Hace años publiqué una información sobre un curso financiado con dinero público que incluía el aprendizaje de tácticas de seducción para que las mujeres se atrevieran a salir solas de noche. En la noticia resalté que en el ámbito del sexo la penumbra andaluza dejaba de ser un territorio exclusivo de los buitres por la invasión de las lobas. Lo que a mí me pareció una gracia no le hizo ninguna al feminismo autóctono de guardia, que envío una carta al director en la que entre líneas pedía, poco o más menos, mi castración química.
Las autoras de la carta me adjetivaban de manera poco agradable, pero lo cierto es que pasé un buen rato mientras la leía. No por masoquismo ni tampoco porque coincida con Cervantes en que cuando uno ladra es porque otro cabalga. Si disfruté es porque quien escribe en un periódico juega al tenis con el lector, que tiene derecho a replicar con una dejada, si tiende a la ironía, o con un mate, si es de carácter expeditivo. Cada vez que escribo un artículo me sitúo voluntariamente en el paredón. Y me parece justo: si ejerzo la crítica, debo de aceptarla.
Otra cosa es que acepte la censura. La semana pasada escribí un artículo sobre el resultado de las elecciones andaluzas para un periódico digital de Jaén, que publicó el análisis en su página de Facebook. Las reacciones, intercaladas de alguna que otra amenaza, forzaron su retirada de la red. El asunto es grave, aunque no hay que dramatizar en exceso. Ser una víctima del pensamiento único andaluz no es lo mismo que encontrarte una cabeza de caballo en la cama o que te cite para las tres de la madrugada en un descampado un sicario del Chapo Guzmán.

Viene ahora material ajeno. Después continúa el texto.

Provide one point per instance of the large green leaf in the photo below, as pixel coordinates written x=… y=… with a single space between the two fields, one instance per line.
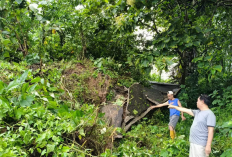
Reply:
x=27 y=101
x=2 y=86
x=4 y=104
x=19 y=1
x=50 y=148
x=23 y=76
x=218 y=68
x=12 y=85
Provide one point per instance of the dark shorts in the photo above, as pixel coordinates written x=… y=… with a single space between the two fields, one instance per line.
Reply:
x=173 y=121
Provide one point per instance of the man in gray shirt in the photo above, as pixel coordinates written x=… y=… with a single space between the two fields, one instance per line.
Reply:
x=201 y=132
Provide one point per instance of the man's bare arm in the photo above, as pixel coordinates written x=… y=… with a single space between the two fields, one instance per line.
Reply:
x=160 y=105
x=182 y=109
x=182 y=113
x=209 y=141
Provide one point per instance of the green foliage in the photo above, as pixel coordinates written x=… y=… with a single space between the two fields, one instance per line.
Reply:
x=157 y=78
x=34 y=122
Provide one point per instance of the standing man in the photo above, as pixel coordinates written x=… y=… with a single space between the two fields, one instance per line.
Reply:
x=201 y=132
x=174 y=114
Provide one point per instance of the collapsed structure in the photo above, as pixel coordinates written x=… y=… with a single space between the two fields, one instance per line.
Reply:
x=135 y=103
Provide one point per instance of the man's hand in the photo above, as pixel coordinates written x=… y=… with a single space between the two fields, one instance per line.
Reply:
x=207 y=150
x=183 y=118
x=171 y=106
x=152 y=107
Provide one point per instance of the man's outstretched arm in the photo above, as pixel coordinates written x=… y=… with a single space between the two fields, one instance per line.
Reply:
x=182 y=109
x=209 y=141
x=161 y=105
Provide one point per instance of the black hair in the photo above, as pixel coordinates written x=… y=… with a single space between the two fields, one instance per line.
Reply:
x=205 y=98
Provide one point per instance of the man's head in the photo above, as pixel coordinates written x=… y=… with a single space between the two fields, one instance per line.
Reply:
x=203 y=101
x=170 y=95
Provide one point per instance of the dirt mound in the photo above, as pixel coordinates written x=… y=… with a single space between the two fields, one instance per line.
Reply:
x=86 y=83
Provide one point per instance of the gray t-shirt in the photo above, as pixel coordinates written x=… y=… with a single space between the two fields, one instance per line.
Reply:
x=199 y=129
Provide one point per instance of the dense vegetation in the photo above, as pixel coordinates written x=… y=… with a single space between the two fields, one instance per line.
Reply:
x=43 y=42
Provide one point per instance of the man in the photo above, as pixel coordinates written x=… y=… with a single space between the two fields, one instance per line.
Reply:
x=201 y=132
x=174 y=114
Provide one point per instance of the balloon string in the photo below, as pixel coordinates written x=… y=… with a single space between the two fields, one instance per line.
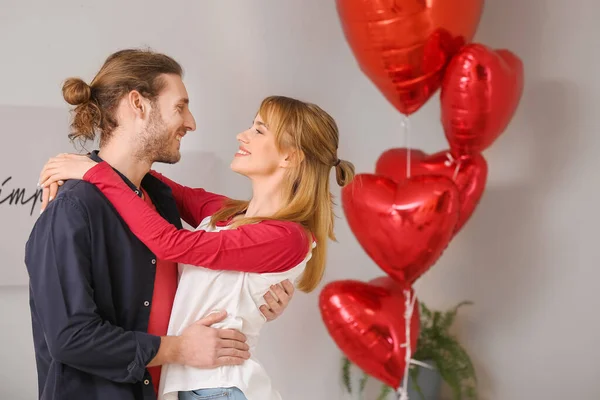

Estoy convencido de que para muchos lectores el artículo de la polémica es obra de un facha. Aunque el euro que no tengo lo reparto entre los pobres no seré yo quien les saque del error. Entre otras cosas porque, si lo creen, es posible que lo sea, pero los que así me juzgan deberían de tener en cuenta que, si reivindico mi derecho a escribir lo que me plazca, reivindico también el de La Sexta a opinar lo que le venga en gana. Quiero decir que la libertad de expresión no consiste tanto en decir lo que uno piensa como en escuchar lo que no piensa.
Un magistrado de Mallorca que no entiende este principio ha ordenado a la Policía requisar ordenadores y teléfonos móviles de varios periodistas que investigaban un caso de corrupción. La reacción de la prensa nacional contra esta injerencia judicial ha sido contundente. Me parece bien. Lo que me parece regular es que se acepte el allanamiento político como un gaje del oficio en lugar de como una intromisión inaceptable. Tan reprochable es que un agente se lleve un disco duro como que una administración retire una partida de publicidad. En cuanto a los insultos, tengo claro que el estiércol hace crecer al árbol.